Chasing Originality Is Like Chasing Perfection
The wall isn’t an obstacle so much as a signal. It’s telling me it’s time to reframe my intentions.
I hit a wall. See if this cycle sounds familiar:
Have an idea → hyperfocus → curiosity → research → insecurity → wall → abandonment.
There’s something deeply satisfying about having an idea, working on it a bit, and then venturing out onto the internet to see how other people have tackled the same problem. It’s satisfying in the same way a Big Mac is satisfying. In the moment, it feels good. Reassuring, even. But almost immediately, it comes with a crash.
Seeing work that validates the idea brings a quick hit of pride. Seeing how polished, mature, or fully realized other approaches are brings something else entirely. Not motivation, but comparison. Not curiosity, but a sense that I’m already behind.
As someone who’s spent a lifetime making things and quietly wrestling with perfectionism, it’s taken me years to recognize the pattern. The problem isn’t that better versions exist. It’s that the moment I start looking outward, the work stops being about exploring an idea and starts being about proving it deserves to exist. Perfect becomes the goal. Progress stalls. The wall shows up.
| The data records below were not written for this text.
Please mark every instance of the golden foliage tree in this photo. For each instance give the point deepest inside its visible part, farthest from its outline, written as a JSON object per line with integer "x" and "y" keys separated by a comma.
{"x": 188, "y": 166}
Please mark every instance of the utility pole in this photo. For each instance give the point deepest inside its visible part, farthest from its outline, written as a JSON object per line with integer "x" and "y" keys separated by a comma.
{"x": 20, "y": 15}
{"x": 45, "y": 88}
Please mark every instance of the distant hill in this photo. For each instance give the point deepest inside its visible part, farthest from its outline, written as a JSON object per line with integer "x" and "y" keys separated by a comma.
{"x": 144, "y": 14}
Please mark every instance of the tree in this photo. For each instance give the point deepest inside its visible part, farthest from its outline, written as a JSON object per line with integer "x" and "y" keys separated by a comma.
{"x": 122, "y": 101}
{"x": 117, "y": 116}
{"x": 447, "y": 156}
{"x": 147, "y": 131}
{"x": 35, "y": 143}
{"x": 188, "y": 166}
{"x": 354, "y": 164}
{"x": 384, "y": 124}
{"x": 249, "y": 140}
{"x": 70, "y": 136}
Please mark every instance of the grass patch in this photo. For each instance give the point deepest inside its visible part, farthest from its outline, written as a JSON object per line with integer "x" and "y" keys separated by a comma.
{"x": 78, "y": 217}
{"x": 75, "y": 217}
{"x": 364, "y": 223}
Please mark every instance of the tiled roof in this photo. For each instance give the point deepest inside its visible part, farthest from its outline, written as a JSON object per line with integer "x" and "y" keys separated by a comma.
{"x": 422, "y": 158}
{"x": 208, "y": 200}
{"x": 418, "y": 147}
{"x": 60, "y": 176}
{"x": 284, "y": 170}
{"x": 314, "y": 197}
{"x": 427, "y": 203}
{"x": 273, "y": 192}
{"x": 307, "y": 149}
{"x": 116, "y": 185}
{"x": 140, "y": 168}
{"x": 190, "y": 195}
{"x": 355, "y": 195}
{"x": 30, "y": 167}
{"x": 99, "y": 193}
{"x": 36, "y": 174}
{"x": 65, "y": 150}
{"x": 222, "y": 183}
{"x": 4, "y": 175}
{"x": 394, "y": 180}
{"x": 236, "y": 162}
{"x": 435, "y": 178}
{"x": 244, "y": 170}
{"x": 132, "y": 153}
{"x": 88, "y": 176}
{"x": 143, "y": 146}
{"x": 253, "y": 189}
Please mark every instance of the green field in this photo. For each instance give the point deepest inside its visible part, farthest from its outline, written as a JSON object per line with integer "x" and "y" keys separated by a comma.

This time, while I was banging my head against the wall, I paused and asked myself a different question: why does everything feel fine until I go looking for examples? What actually changes in that moment?
The biggest thing that changes is subtle but enough to derail: I move out of problem-solving and into interpretation. The work stops being about responding to a need I can feel, and starts being about anticipating what other people might expect. The question quietly shifts from “What helps me?” to “How will this be received?”
That shift is the wall.
I do want to eventually provide others with what I’m building, but it has to start with me. Every time I’ve tried to design from the outside in, I’ve recreated the same friction I was trying to escape. So here’s the reframe that helped: I’m building the system that actually works for me, because despite trying countless tools, none of them quite did.
That means letting early ideas exist without asking them to prove themselves. The only validation that matters at this stage is use. If I reach for something, and it helps, that’s enough. I’m not designing a “planner system” or shipping a perfect PDF calendar. I’m building a small set of tools that adapt as I do. They keep what matters visible when I need structure, and get out of the way when I don’t.
That reframe also helps me put into words a feeling I’ve held onto for a long time. I keep coming back to the line often attributed to Steve Jobs, who then gives credit to Pablo Picasso: “Good artists copy, great artists steal.” What’s funny is that the quote itself has been copied, reworded, and reassigned so many times that its origin is almost beside the point. We love it when something becomes an example of itself.
In a world with billions of people making things, chasing originality starts to feel a lot like chasing perfection. Both sound noble. Both are strangely paralyzing. Over time, creativity has made more sense to me as a problem-solving exercise instead. A response to constraints. A way of arranging familiar ideas to meet a specific need. The work isn’t about inventing something no one has ever seen before. It’s about noticing what’s missing, what’s frictional, and shaping something that fits. That reframe has been useful already. It’s helping me notice when I slip into seeking reassurance, pause, and return to the work when I feel stuck.
This blog—or more accurately, the act of writing it—forces me to gather my thoughts and put them somewhere. That structure helps me think things through in the foreground, while also giving my brain something to quietly work on in the background. Functional procrastination. With limited time, inspiration, and motivation, it can feel indulgent to direct energy here, but it leaves me far more satisfied than a Big Mac ever did.
As for what I’ve actually been working on and testing, most of it has been foundational. Typography with enough softness to complement handwritten notes. Date layouts that are quick to update, like a tiny calendar for a persistent month view and a reusable date template inspired by those perpetual rubber date stamps. A daily page for to-dos and cover pages for notebooks that take advantage of the reMarkable Paper Pro’s color screen.

I’ll get into the details next, including screenshots, photos, and the tradeoffs behind each choice. For now, this feels like the right place to pause, reflect, and stop banging my head against the wall.